Kathleen Killick, Seven Steps’ marketing manager, told The Educator that she has seen “a dramatic increase” in workshop attendance and professional development in NSW schools in the last year due to the increase in state funding and word of mouth.
“Term 1 and 2 Workshop attendance in NSW has more than doubled compared to the same period last year and School PDs are up by 40%. We would hope to see similar increases in other states once the new funding is released nationally over the next ten years,” she said.
“The current information suggests that resourcing is a key focus and our program provides both training and resources to assist schools in driving writing improvement.”
Killick said the money will also be used to address areas of the curriculum where Australian schools have witnessed stagnation in terms of international performance, adding that writing falls into that category.
This year, Seven Steps is piloting the Track Your Success program which assists teachers in tracking students’ writing improvements following the implementation of the Seven Steps program.
Killick said that while this remains in the early stages, there have been similar increases across the board.
“We have also received feedback from many Seven Steps schools regarding the improvements they have seen in NAPLAN data following the implementation of the program,” she said.
Killick said the organisation’s biggest focus at the moment is its Seven Steps Online, which launched in April last year.
“The website has been positively received by our member schools,” Killick said.
“The key aim of this website is to help existing Seven Steps schools in maintaining momentum after the initial implementation phase and to help new schools learn and apply the techniques more effectively in their classrooms.”
Lynn Mattingley, a master teacher at Middlemount Community School in Queensland, said her school’s Seven Steps Online licence has been invaluable in up-skilling her staff – including many beginning teachers – with the tools to use Seven Steps in the classroom.

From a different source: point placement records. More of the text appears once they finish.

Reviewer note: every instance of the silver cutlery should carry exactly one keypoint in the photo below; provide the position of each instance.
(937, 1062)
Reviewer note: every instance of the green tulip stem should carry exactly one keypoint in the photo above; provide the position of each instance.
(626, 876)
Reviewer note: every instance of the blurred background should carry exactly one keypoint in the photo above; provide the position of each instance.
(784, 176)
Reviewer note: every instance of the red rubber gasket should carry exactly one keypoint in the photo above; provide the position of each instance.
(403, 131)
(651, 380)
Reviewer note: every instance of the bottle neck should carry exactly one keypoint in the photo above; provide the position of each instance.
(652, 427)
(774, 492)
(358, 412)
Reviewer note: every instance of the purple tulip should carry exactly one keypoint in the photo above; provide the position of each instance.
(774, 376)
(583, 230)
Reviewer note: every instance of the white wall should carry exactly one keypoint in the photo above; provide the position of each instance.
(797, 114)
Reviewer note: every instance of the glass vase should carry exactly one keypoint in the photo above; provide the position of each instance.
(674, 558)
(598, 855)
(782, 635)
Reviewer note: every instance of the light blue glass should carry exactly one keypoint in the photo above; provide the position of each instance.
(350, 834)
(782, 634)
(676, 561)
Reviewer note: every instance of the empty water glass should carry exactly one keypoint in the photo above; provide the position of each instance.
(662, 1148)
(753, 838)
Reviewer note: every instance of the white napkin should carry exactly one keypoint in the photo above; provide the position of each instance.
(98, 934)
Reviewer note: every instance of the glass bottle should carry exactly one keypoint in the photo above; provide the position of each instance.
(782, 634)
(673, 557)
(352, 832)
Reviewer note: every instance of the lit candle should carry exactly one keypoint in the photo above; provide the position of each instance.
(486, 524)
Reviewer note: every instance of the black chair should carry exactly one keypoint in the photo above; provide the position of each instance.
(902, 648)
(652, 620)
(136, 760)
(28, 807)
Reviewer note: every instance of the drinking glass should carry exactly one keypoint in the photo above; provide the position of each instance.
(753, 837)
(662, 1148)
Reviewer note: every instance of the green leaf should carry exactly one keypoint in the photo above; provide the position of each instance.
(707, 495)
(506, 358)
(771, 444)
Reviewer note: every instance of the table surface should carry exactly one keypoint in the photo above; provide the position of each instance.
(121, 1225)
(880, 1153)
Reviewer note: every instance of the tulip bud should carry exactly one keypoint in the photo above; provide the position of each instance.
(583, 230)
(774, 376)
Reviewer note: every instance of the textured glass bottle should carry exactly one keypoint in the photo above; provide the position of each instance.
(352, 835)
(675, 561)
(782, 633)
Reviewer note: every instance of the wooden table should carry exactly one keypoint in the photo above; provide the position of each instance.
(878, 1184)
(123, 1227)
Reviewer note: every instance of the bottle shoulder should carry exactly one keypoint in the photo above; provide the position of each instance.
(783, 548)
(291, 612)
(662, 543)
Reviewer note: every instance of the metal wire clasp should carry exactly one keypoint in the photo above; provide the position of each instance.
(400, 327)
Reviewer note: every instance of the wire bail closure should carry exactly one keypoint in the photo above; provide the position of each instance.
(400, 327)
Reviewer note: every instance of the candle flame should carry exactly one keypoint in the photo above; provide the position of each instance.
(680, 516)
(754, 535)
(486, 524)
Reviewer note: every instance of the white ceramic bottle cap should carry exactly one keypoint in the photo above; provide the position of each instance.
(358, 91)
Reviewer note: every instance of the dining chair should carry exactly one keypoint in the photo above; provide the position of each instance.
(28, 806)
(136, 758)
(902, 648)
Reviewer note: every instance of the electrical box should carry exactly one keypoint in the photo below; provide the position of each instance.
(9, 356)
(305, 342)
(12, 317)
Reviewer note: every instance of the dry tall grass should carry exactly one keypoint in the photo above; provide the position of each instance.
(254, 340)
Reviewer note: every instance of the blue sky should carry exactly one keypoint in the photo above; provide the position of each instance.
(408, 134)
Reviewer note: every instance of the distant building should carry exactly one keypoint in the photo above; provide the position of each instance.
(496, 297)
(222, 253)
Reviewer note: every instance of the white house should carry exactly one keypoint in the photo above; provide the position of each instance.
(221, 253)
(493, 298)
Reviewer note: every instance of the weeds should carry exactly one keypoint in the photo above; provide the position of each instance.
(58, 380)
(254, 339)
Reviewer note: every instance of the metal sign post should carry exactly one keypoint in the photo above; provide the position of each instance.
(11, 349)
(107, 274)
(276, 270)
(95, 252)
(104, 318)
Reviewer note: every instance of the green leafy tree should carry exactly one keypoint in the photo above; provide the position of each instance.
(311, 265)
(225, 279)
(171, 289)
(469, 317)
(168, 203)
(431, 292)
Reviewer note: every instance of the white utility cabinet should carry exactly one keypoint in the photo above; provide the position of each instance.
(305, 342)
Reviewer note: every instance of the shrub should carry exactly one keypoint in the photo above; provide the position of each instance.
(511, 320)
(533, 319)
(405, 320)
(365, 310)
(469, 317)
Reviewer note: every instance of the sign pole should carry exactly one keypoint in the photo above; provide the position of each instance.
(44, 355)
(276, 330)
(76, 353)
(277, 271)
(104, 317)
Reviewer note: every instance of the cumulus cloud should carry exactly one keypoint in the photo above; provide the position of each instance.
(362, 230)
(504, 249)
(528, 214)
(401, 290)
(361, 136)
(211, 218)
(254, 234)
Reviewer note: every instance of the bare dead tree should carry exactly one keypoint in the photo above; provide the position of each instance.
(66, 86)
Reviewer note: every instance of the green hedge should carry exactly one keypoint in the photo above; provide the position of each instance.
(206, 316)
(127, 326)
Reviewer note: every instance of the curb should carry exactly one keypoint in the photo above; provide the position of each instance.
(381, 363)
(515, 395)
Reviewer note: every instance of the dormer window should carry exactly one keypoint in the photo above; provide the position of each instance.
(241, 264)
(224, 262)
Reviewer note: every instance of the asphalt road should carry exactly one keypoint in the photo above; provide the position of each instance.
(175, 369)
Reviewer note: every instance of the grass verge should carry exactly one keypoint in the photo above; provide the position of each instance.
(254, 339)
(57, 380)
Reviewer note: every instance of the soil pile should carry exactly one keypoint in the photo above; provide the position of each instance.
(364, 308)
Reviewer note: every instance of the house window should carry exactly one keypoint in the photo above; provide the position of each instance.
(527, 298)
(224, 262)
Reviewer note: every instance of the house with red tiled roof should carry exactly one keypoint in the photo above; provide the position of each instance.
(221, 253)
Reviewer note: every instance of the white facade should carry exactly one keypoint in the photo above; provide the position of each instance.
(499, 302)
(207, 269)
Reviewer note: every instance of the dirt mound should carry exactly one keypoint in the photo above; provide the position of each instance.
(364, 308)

“We have used the online course in a variety of ways at staff meeting PD sessions and teachers are able to access the information again, whenever they want,” Mattingley said.
Killick said that with over 100 resources, including training videos, classroom PowerPoints, sample lesson plans, downloadable activities, planning and assessment resources, teachers have everything they need to transform student writing.
“New resources are added weekly to keep the content fresh and address the needs of our growing membership base of over 3,500 teachers,” she said.